A brała Pani przy tym duphaston albo luteinę? Też tak mam takie małe plamienie czasem brązowe czasem różowe. Od prawie początku i lekarz nie potrafi mi powiedzieć czemu. Byłam skonsultować się u innego ale też nie powiedzial czemu tak jest.Teraz jestem w 19tygodniu i strasznie mnie to męczy że nie wiem czemu tak jest to moja 3 ciąża w poprzednich dwóch nie miałam takiego problemu.
Tak, miałam przepisaną luteinę dopochwową. U mnie tez tak to wyglądało, takie jasnoróżowe albo jasnobrązowe plamienia. Czasami mocniejsze. Współczuję stresu, też to przechodziłam.
 
A brała Pani przy tym duphaston albo luteinę? Też tak mam takie małe plamienie czasem brązowe czasem różowe. Od prawie początku i lekarz nie potrafi mi powiedzieć czemu. Byłam skonsultować się u innego ale też nie powiedzial czemu tak jest.Teraz jestem w 19tygodniu i strasznie mnie to męczy że nie wiem czemu tak jest to moja 3 ciąża w poprzednich dwóch nie miałam takiego problemu.

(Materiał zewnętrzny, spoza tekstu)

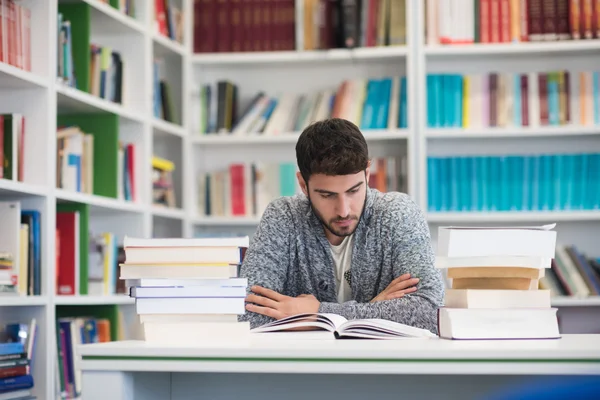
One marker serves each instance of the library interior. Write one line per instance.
(180, 125)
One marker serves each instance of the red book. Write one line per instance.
(495, 16)
(524, 100)
(131, 168)
(505, 21)
(67, 223)
(485, 21)
(236, 172)
(536, 20)
(524, 23)
(543, 93)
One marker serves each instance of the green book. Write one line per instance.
(105, 129)
(79, 16)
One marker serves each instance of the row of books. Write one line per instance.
(572, 273)
(93, 272)
(168, 19)
(74, 160)
(12, 146)
(236, 25)
(18, 343)
(72, 332)
(163, 188)
(539, 182)
(127, 7)
(163, 97)
(273, 25)
(15, 34)
(332, 24)
(376, 103)
(20, 250)
(187, 289)
(65, 68)
(510, 21)
(552, 98)
(126, 189)
(245, 189)
(106, 73)
(493, 283)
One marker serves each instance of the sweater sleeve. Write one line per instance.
(412, 253)
(267, 259)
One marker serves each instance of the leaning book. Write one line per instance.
(343, 328)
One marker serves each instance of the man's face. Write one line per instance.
(338, 201)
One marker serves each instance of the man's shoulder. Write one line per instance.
(286, 208)
(394, 205)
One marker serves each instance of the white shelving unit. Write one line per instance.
(40, 98)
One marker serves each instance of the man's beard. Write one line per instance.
(329, 225)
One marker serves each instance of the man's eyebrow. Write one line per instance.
(328, 192)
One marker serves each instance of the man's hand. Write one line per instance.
(397, 288)
(272, 304)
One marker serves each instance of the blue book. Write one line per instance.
(16, 383)
(11, 348)
(517, 101)
(458, 101)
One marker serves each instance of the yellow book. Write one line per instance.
(466, 101)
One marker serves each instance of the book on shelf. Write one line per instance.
(74, 160)
(264, 25)
(163, 191)
(455, 22)
(12, 147)
(188, 289)
(15, 34)
(18, 342)
(72, 332)
(246, 189)
(94, 68)
(127, 7)
(341, 328)
(370, 103)
(572, 273)
(527, 182)
(163, 95)
(106, 73)
(503, 99)
(168, 19)
(87, 262)
(20, 250)
(493, 277)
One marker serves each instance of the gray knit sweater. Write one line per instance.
(289, 253)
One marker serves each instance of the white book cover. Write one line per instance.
(10, 234)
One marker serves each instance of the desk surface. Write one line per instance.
(318, 352)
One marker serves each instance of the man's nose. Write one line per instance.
(343, 207)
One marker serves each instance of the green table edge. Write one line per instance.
(336, 360)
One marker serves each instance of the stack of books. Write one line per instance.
(187, 291)
(493, 276)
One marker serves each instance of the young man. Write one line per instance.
(341, 247)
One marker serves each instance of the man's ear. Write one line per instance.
(302, 183)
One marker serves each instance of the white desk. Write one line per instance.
(312, 365)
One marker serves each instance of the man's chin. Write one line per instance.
(342, 231)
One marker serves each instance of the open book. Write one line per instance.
(343, 328)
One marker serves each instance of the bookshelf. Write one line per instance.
(45, 101)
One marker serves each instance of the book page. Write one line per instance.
(536, 228)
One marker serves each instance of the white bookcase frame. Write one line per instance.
(40, 98)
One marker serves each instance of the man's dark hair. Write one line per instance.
(332, 147)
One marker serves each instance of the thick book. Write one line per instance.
(343, 328)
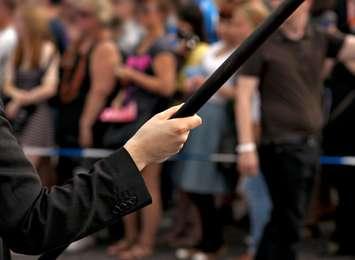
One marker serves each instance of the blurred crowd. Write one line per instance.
(89, 73)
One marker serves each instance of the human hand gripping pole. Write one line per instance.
(238, 58)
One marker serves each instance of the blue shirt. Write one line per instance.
(211, 15)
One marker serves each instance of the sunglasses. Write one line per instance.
(144, 9)
(81, 13)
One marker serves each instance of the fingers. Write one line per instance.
(182, 125)
(167, 114)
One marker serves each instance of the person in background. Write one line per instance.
(149, 76)
(8, 35)
(202, 181)
(88, 79)
(53, 9)
(209, 10)
(130, 32)
(191, 49)
(289, 76)
(31, 79)
(339, 138)
(248, 16)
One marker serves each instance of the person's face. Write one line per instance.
(4, 11)
(184, 27)
(149, 14)
(85, 19)
(240, 28)
(19, 24)
(123, 9)
(305, 8)
(222, 29)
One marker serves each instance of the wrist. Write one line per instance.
(246, 148)
(85, 124)
(136, 155)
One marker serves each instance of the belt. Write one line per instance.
(292, 140)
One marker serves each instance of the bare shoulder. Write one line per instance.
(48, 50)
(105, 49)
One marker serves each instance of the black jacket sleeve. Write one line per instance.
(34, 220)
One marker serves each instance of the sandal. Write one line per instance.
(136, 252)
(120, 246)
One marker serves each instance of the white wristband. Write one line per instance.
(246, 148)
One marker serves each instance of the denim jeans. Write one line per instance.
(289, 171)
(259, 205)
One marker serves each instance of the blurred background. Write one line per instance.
(79, 77)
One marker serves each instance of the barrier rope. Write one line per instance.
(214, 158)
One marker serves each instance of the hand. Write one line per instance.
(12, 109)
(22, 97)
(86, 137)
(124, 72)
(160, 138)
(248, 163)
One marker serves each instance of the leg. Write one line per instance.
(346, 209)
(289, 172)
(151, 216)
(46, 171)
(212, 230)
(130, 236)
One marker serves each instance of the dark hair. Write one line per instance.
(55, 2)
(10, 4)
(192, 14)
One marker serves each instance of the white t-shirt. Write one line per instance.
(211, 62)
(8, 41)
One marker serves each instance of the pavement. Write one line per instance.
(311, 250)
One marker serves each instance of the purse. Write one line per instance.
(122, 110)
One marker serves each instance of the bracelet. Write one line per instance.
(246, 148)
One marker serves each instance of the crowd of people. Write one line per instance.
(89, 73)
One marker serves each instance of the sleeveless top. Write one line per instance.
(74, 88)
(148, 102)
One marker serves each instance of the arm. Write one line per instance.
(104, 61)
(247, 159)
(10, 89)
(48, 87)
(163, 82)
(35, 220)
(347, 52)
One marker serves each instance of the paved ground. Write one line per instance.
(99, 255)
(310, 251)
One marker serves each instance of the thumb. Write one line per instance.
(167, 114)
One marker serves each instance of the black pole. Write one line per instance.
(238, 58)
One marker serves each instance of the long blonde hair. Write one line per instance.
(37, 26)
(254, 11)
(102, 9)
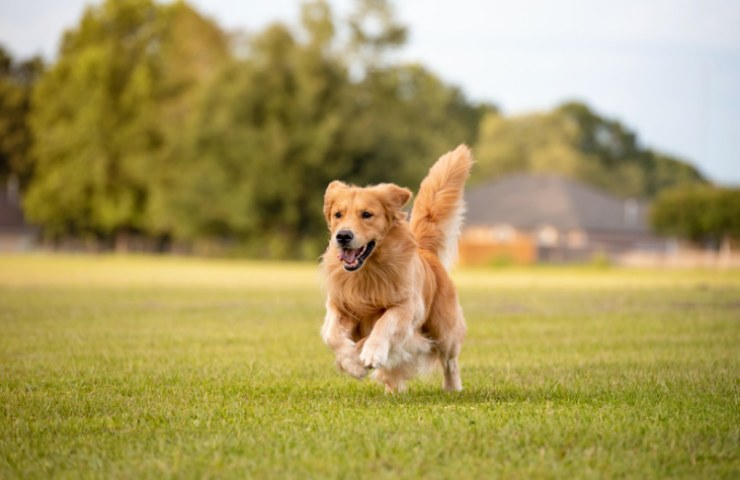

ja tez plamilam/krwawiłam. Zaczęło się w 15 tygodniu i trwało do 24 tc. Koszmar. U mnie przyczyna było łożysko niskoschodzace, które na szczęście przemieściło się wraz z rozwojem ciąży. Ale co się strachu najadłam…
 
reklama
Dzięki.tak mi nie jest łatwo bo mam podjerzenie łożyska wyrośniętego w Blizne po cc i do tego to plamienie mnie wykańcza...po luteinę dopochwowej nie było lepiej?bo ja biorę ta pod język. A koło którego tygodnia się wyciszyło?